Rund 250 Dehoga-Delegierte in Gifhorn

Rund 250 Delegierte des Branchenverbandes kommen dafür in Gifhorn zusammen. Eine schwächelnde Wirtschaft bekommt die Branche laut Balke zu spüren, wenn Familien- und Geschäftsfeiern zurückgefahren oder etwa geplante Kurzurlaube nicht realisiert werden. „Auch der vor der Tür stehende Brexit ist geeignet, die niedersächsische Wirtschaft zu beeinträchtigen“, sagte Balke.

Neben der wirtschaftlichen Unsicherheit für viele Betriebe will der Dehoga den Blick auf zwei große Probleme richten: Den Fachkräftemängel und die Dokumentationspflichten. „Trotz des Arbeitskräfteproblems erlauben wir uns in Deutschland ein Arbeitszeitrecht, das aus dem letzten Jahrhundert stammt und durch industrielle Produktionsprozesse dominiert wurde“, sagte Balke. Globalisierung und Digitalisierungen brächten aber extreme Veränderungen. „Mit einem starren Acht-Stunden-Arbeitstag, der im Ausnahmefall mal zehn Stunden betragen darf, ist in solchen Zeiten kein Start zu machen“, kritisierte der Dehoga-Geschäftsführer.

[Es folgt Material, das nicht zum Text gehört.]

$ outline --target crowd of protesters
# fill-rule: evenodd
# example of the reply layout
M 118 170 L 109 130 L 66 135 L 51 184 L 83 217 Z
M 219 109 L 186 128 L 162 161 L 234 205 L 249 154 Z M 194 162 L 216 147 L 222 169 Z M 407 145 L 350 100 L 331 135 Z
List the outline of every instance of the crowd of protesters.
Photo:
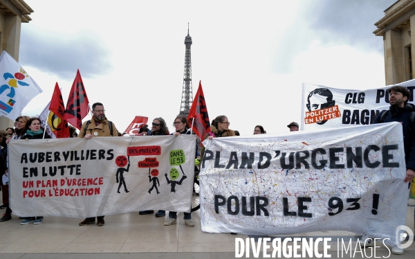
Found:
M 98 103 L 98 105 L 102 105 Z M 103 106 L 100 106 L 103 110 Z M 93 110 L 95 107 L 93 107 Z M 103 118 L 103 119 L 106 119 Z M 94 120 L 93 116 L 92 120 Z M 95 118 L 95 120 L 97 118 Z M 104 121 L 104 120 L 102 120 Z M 84 123 L 85 124 L 85 123 Z M 98 123 L 99 124 L 99 123 Z M 225 137 L 232 136 L 239 136 L 239 132 L 237 130 L 232 130 L 229 129 L 230 122 L 225 116 L 219 116 L 215 118 L 211 124 L 211 131 L 208 133 L 205 138 L 214 138 L 214 137 Z M 1 174 L 1 181 L 0 182 L 0 186 L 1 188 L 2 197 L 3 197 L 3 205 L 0 206 L 0 209 L 6 209 L 3 216 L 0 218 L 0 222 L 4 222 L 10 220 L 12 219 L 12 210 L 9 206 L 9 190 L 8 190 L 8 158 L 7 156 L 7 148 L 8 144 L 10 141 L 17 139 L 51 139 L 51 136 L 44 130 L 44 127 L 41 126 L 42 122 L 39 117 L 30 118 L 27 116 L 21 116 L 16 118 L 14 127 L 8 127 L 6 130 L 0 130 L 0 146 L 1 148 L 1 152 L 0 152 L 0 172 L 3 172 Z M 288 127 L 290 131 L 291 126 L 293 125 L 297 125 L 297 130 L 298 130 L 298 124 L 296 123 L 291 123 Z M 187 125 L 187 118 L 183 116 L 178 116 L 173 123 L 173 127 L 175 128 L 175 132 L 172 133 L 171 135 L 178 136 L 180 134 L 189 134 L 191 133 L 190 127 Z M 71 125 L 69 127 L 69 137 L 84 137 L 84 134 L 81 134 L 78 136 L 76 128 Z M 81 132 L 82 133 L 82 132 Z M 254 130 L 254 134 L 266 134 L 266 132 L 264 130 L 264 127 L 261 125 L 257 125 Z M 126 134 L 121 134 L 117 132 L 116 136 L 124 136 Z M 166 124 L 165 120 L 161 118 L 156 118 L 153 120 L 151 123 L 151 130 L 149 129 L 147 125 L 143 125 L 140 128 L 139 133 L 137 136 L 157 136 L 157 135 L 169 135 L 169 128 Z M 91 134 L 89 134 L 91 135 Z M 196 156 L 198 155 L 196 146 Z M 204 148 L 202 145 L 201 158 L 203 157 L 204 152 Z M 149 175 L 149 177 L 150 176 Z M 140 215 L 152 214 L 154 211 L 141 211 L 139 212 Z M 161 217 L 165 215 L 165 211 L 159 210 L 156 213 L 156 217 Z M 98 217 L 99 226 L 104 225 L 104 216 Z M 169 226 L 176 224 L 176 219 L 177 218 L 177 213 L 174 211 L 169 212 L 169 219 L 165 222 L 165 226 Z M 192 218 L 190 213 L 184 213 L 184 220 L 186 225 L 189 226 L 194 226 L 194 224 L 190 220 Z M 19 217 L 19 219 L 23 220 L 21 224 L 28 224 L 29 223 L 33 224 L 41 224 L 43 222 L 44 217 L 42 216 L 37 217 L 33 215 L 33 217 Z M 95 220 L 95 217 L 93 218 Z M 80 226 L 87 224 L 85 223 L 86 220 L 89 221 L 88 224 L 95 222 L 95 220 L 92 220 L 92 218 L 87 218 L 82 222 L 80 223 Z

Kritik an Regelungen zur Arbeitszeit

Auch das Wirtschaftsministerium in Hannover meint, dass Arbeitszeitregelungen grundsätzlich weiterentwickelt werden sollten, wenn sie den Anforderungen einer immer mehr digitalisierten Welt nicht mehr gerecht würden. „Im aktuellen Arbeitszeitgesetz (ArbZG) gibt es allerdings bereits Öffnungsklauseln, die eine Abweichung von den Höchstarbeitszeiten und Mindestruhezeiten durch tarifvertragliche Regelungen zulassen“, betonte eine Ministeriumssprecherin auf dpa-Anfrage.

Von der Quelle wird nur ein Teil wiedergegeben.